The Plastics’ Day-Glo kitsch reminds of The B-52’s, with whom they share both a record company and management; they brim with nervous energy, like a subway full of Salarymen before pay-day. They finish with one we know, poking sharp sticks into The Monkees’ ‘Last Train To Clarksville’ with demented glee. Chica flashes her billion-yen smile, every lass in The Limit wants her as their new Japanese pen pal, every lad wants to get lost in her empire of senses.
UK flexidisc single for 'Pate' and 'Last Train To Clarksville'.
Off they skip, next stop Heaven in London, leaving The Limit sweating like a sauna full of Sumos. The Plastics have travelled from the other side of the world and have conquered a hundred hearts in an English city they’ve never been to before. Which is proof enough to me that good music is universal, so doesn’t need a translator or passport when it travels straight to your solar plexus. J-Pop could be the next big thing.
Three months from now, ‘Japanese Boy’ by Aneka will come along and ruin it for everyone.

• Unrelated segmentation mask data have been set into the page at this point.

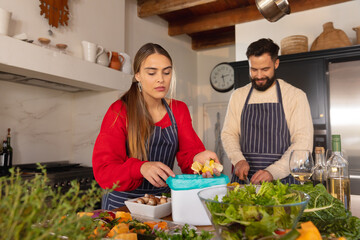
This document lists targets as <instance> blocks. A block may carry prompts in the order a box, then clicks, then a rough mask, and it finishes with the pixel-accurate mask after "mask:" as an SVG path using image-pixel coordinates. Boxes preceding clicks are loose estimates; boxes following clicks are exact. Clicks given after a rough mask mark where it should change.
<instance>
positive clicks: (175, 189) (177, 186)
mask: <svg viewBox="0 0 360 240" xmlns="http://www.w3.org/2000/svg"><path fill="white" fill-rule="evenodd" d="M229 182H230V180H229V177H228V176H226V175H224V174H221V175H220V176H214V177H213V178H203V177H202V175H197V174H182V175H176V176H175V177H171V176H170V177H168V178H167V180H166V183H167V184H168V185H169V187H170V188H171V189H172V190H192V189H201V188H207V187H212V186H216V185H225V184H228V183H229Z"/></svg>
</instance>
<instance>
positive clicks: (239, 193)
mask: <svg viewBox="0 0 360 240" xmlns="http://www.w3.org/2000/svg"><path fill="white" fill-rule="evenodd" d="M198 196H199V198H200V200H201V202H202V204H203V206H204V207H205V209H206V212H207V214H208V216H209V218H210V219H211V223H212V225H213V226H214V228H215V231H216V235H217V237H218V238H219V239H232V240H237V239H260V238H263V237H267V236H279V235H286V234H287V233H289V232H291V230H292V229H294V228H295V227H296V225H297V223H298V221H299V219H300V217H301V215H302V213H303V212H304V209H305V207H306V205H307V203H308V201H309V199H310V197H309V195H307V194H306V193H303V192H301V191H296V190H293V189H290V188H289V186H288V185H287V184H282V183H281V182H280V181H275V182H264V183H263V184H262V185H252V184H250V185H239V186H220V187H213V188H208V189H204V190H201V191H199V193H198Z"/></svg>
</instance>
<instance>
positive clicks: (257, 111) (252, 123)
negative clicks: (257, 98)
mask: <svg viewBox="0 0 360 240" xmlns="http://www.w3.org/2000/svg"><path fill="white" fill-rule="evenodd" d="M252 91H253V87H251V89H250V91H249V94H248V96H247V98H246V101H245V105H244V108H243V111H242V113H241V137H240V146H241V150H242V152H243V155H244V157H245V159H246V161H247V162H248V163H249V165H250V170H249V174H248V177H249V179H251V177H252V176H253V175H254V174H255V173H256V172H257V171H259V170H264V169H265V168H266V167H268V166H269V165H271V164H273V163H274V162H275V161H277V160H279V159H280V158H281V156H282V155H283V153H284V152H285V151H286V150H287V149H288V147H289V146H290V144H291V142H290V132H289V129H288V127H287V123H286V119H285V113H284V108H283V104H282V96H281V90H280V85H279V83H278V81H276V92H277V97H278V102H277V103H258V104H248V102H249V99H250V96H251V93H252ZM231 181H232V182H239V183H241V184H244V182H243V181H241V180H240V179H239V178H238V177H237V176H236V175H235V174H234V172H233V175H232V179H231ZM281 182H283V183H290V184H292V183H298V182H297V181H296V180H295V179H294V178H293V177H292V176H291V175H288V176H287V177H286V178H283V179H281Z"/></svg>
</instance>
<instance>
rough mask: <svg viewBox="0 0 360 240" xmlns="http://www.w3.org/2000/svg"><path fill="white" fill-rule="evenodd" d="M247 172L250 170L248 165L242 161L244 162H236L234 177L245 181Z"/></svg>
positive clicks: (248, 171) (242, 160)
mask: <svg viewBox="0 0 360 240" xmlns="http://www.w3.org/2000/svg"><path fill="white" fill-rule="evenodd" d="M249 170H250V166H249V163H248V162H247V161H246V160H245V159H244V160H240V162H238V163H237V164H236V165H235V171H234V173H235V175H236V176H238V178H239V179H240V180H245V178H246V177H247V175H248V173H249Z"/></svg>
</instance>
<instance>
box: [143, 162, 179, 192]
mask: <svg viewBox="0 0 360 240" xmlns="http://www.w3.org/2000/svg"><path fill="white" fill-rule="evenodd" d="M140 172H141V174H142V175H143V176H144V178H145V179H146V180H148V181H149V182H150V183H151V184H152V185H154V186H155V187H166V179H167V178H168V177H169V176H172V177H175V173H174V172H173V171H172V170H171V169H170V168H169V167H168V166H167V165H165V164H163V163H161V162H146V163H144V164H143V165H142V166H141V168H140Z"/></svg>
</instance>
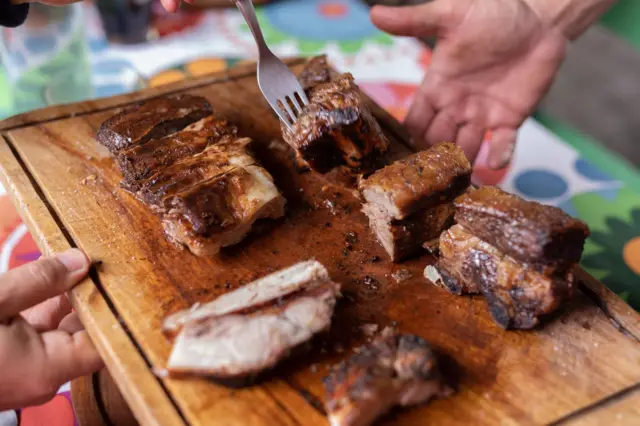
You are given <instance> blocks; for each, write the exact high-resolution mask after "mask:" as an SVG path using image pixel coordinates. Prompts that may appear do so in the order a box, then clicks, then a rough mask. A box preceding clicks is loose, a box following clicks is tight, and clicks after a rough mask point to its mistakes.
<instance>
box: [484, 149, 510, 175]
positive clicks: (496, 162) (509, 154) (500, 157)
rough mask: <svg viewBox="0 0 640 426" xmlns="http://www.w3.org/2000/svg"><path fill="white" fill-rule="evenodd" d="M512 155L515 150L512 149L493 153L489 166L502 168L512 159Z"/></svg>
mask: <svg viewBox="0 0 640 426" xmlns="http://www.w3.org/2000/svg"><path fill="white" fill-rule="evenodd" d="M512 155H513V151H512V150H510V149H507V150H505V151H502V152H501V153H500V154H499V155H492V156H491V158H490V159H489V167H491V168H492V169H493V170H500V169H502V168H504V167H506V165H507V164H509V162H510V161H511V156H512Z"/></svg>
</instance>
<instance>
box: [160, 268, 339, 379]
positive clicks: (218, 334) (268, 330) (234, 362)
mask: <svg viewBox="0 0 640 426" xmlns="http://www.w3.org/2000/svg"><path fill="white" fill-rule="evenodd" d="M339 290H340V287H339V285H338V284H336V283H335V282H333V281H331V278H330V277H329V274H328V272H327V270H326V269H325V268H324V266H322V265H321V264H320V263H318V262H316V261H308V262H303V263H300V264H297V265H294V266H292V267H290V268H287V269H285V270H282V271H279V272H276V273H275V274H272V275H269V276H267V277H264V278H262V279H260V280H258V281H255V282H254V283H252V284H249V285H247V286H245V287H243V288H240V289H238V290H235V291H234V292H231V293H228V294H226V295H224V296H222V297H220V298H219V299H217V300H215V301H213V302H211V303H209V304H206V305H204V306H202V307H199V308H196V309H194V310H190V311H186V312H182V313H178V314H177V315H174V316H171V317H169V318H168V319H167V322H166V323H165V328H167V329H170V330H175V329H176V328H179V327H180V326H182V329H181V331H180V334H179V335H178V337H177V338H176V341H175V343H174V347H173V351H172V352H171V356H170V358H169V362H168V366H167V368H168V370H169V372H170V373H171V374H185V373H187V374H198V375H206V376H212V377H216V378H220V379H229V378H240V377H251V376H255V375H257V374H258V373H260V372H262V371H264V370H267V369H270V368H272V367H274V366H275V365H276V364H277V363H278V362H279V361H280V360H282V359H283V358H285V357H286V356H288V355H289V353H290V352H291V350H292V349H294V348H295V347H297V346H299V345H300V344H302V343H304V342H306V341H308V340H309V339H310V338H311V337H312V336H313V335H314V334H316V333H319V332H321V331H324V330H326V329H328V327H329V325H330V323H331V317H332V315H333V309H334V306H335V303H336V296H337V295H338V293H339Z"/></svg>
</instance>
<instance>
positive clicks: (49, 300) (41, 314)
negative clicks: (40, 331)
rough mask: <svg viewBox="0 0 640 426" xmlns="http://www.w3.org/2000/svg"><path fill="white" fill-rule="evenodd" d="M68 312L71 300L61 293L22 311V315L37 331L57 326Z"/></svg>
mask: <svg viewBox="0 0 640 426" xmlns="http://www.w3.org/2000/svg"><path fill="white" fill-rule="evenodd" d="M70 313H71V302H69V298H68V297H67V295H66V294H61V295H60V296H56V297H53V298H51V299H49V300H45V301H44V302H42V303H40V304H38V305H36V306H33V307H31V308H29V309H27V310H26V311H23V312H22V317H23V318H24V319H25V320H27V322H28V323H29V324H31V326H33V327H34V328H35V329H36V330H37V331H49V330H55V329H56V328H58V325H59V324H60V321H62V319H63V318H64V317H66V316H67V315H69V314H70Z"/></svg>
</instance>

The Plastics broke up at the end of 1981.
Chica Sato went on to form Melon with Plastics' band-mate and husband Toshio Nakanishi. He was diagnosed with cancer in 2016 and died the following year. Fellow founder member Masahide Sakuma died in 2014.
Some excellent live footage of the band playing a month after this gig in Atlanta can be found here.
In fairness to Yoko Ono, her then just-released 1981 single 'Walking On Thin Ice' remains a terrific record.